The exception is when you're operating in difficult environments, where the cost of putting people there is huge (life support costs, hazard pay, losses, etc.).
Space is the obvious example (manned spaceflight might be a good thing politically, or for inspiring people, but no one contests that robots are far more efficient for almost any mission).

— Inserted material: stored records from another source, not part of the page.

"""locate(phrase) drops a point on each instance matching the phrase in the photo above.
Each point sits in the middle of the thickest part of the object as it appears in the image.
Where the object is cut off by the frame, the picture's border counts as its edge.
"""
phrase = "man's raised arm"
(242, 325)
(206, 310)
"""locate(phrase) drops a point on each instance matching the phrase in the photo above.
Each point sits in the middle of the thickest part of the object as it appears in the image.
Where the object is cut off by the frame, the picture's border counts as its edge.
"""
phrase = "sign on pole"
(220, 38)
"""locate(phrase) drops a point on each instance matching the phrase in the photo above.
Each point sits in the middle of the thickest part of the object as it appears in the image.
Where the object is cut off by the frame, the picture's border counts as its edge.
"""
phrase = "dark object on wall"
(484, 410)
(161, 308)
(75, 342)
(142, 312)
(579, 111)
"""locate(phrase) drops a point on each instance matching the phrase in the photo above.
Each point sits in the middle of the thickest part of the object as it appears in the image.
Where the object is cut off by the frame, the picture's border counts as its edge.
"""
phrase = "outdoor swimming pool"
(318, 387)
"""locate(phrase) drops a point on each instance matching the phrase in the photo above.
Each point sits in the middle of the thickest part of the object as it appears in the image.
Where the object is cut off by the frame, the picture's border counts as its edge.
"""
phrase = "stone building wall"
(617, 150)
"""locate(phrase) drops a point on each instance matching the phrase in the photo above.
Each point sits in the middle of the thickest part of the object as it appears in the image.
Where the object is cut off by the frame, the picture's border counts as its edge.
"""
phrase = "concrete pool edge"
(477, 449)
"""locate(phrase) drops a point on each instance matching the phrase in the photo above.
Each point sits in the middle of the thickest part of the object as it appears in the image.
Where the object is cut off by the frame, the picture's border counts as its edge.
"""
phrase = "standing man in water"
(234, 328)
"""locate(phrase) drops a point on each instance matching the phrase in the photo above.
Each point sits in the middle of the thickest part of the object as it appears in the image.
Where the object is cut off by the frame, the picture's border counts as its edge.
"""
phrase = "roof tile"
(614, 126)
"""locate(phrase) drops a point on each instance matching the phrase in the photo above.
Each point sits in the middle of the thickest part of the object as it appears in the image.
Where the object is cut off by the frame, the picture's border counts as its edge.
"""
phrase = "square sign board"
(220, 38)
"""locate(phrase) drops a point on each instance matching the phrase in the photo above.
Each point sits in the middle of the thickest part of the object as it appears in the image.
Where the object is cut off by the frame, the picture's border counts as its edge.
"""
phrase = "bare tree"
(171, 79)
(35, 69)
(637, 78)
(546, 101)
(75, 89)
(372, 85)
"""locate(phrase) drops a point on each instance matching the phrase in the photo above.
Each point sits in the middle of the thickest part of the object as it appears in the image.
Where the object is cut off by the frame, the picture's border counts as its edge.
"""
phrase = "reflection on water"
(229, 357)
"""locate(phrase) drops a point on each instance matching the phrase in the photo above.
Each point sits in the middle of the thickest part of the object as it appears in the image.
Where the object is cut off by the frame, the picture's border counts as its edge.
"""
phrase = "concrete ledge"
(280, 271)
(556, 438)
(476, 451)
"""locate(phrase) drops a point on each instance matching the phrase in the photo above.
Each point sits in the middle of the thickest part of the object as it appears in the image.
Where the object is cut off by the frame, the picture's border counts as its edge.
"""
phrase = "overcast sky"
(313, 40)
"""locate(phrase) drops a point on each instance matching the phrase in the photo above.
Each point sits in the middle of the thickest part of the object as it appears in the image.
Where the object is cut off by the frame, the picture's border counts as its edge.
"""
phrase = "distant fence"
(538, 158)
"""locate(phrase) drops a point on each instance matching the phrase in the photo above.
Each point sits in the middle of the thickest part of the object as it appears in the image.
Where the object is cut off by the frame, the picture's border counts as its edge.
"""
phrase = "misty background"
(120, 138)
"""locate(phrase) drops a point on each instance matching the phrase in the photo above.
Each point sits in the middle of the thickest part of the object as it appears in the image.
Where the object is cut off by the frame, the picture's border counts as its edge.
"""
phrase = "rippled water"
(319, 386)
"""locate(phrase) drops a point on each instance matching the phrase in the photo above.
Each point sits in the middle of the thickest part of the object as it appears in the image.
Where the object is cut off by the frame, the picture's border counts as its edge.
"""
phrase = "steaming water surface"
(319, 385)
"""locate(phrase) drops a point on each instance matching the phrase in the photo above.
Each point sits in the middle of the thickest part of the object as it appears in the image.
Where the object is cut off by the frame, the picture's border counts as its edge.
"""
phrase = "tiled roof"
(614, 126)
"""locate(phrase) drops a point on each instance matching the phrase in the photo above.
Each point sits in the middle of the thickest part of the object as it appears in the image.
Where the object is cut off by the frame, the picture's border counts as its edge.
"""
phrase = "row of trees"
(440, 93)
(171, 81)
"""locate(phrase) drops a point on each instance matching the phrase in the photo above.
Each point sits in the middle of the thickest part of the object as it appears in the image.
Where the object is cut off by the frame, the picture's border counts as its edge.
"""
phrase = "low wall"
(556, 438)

A closer to home example is commercial diving. They used to pay people $100-500k/yr to do saturation diving, fairly frequently, at deep sites. Maybe 3-6 weeks of prep, a ship, a transfer chamber, on-deck chamber, a team of support staff, a team of divers, and lots of equipment. Instead, now, they send down a ROV (usually operated from the ship above, but conceivably these could be centrally teleoperated someday too, or autonomous). Commercial divers are still used for smaller tasks, especially where they're not doing saturation diving, but the saturation diving industry in general has been increasingly restricted to shallower jobs or jobs requiring a large amount of work at a single site (involving lots of manual fitting). For the very deepest dives, ROVs and atmospheric diving suits (basically single-person submarines) have basically taken over -- the deep dive record was set in 1992 and no one has tried to match it.
There's also the EOD market (iRobot's packbot), hazmat environments, war zones, etc., where teleoperated equipment will get more and more popular.
It's been a lot of years, and I think the information revealed by my posting on the topic is sufficiently de minimis that no harm is done. I did hesitate for a while over the "reply" button, though.
Workers are actually pretty expensive, more than $20 dollars per hour plus benefits. Then there is the risk of injury which is quite common in construction and mining. The workers in india wouldn't have those problems. To them it would like a video game (no injuries) and their pay would less than $1 per hour, no benefits.
We already have pilots flying drones in afghanistan from nevadda in real time.
The costs of this equipment are not much compared to the labor costs, so outsourcing is viable.
In addition to digging basements, there's also grass cutting, delivery bots in restaurants, hospitals, tractor driving.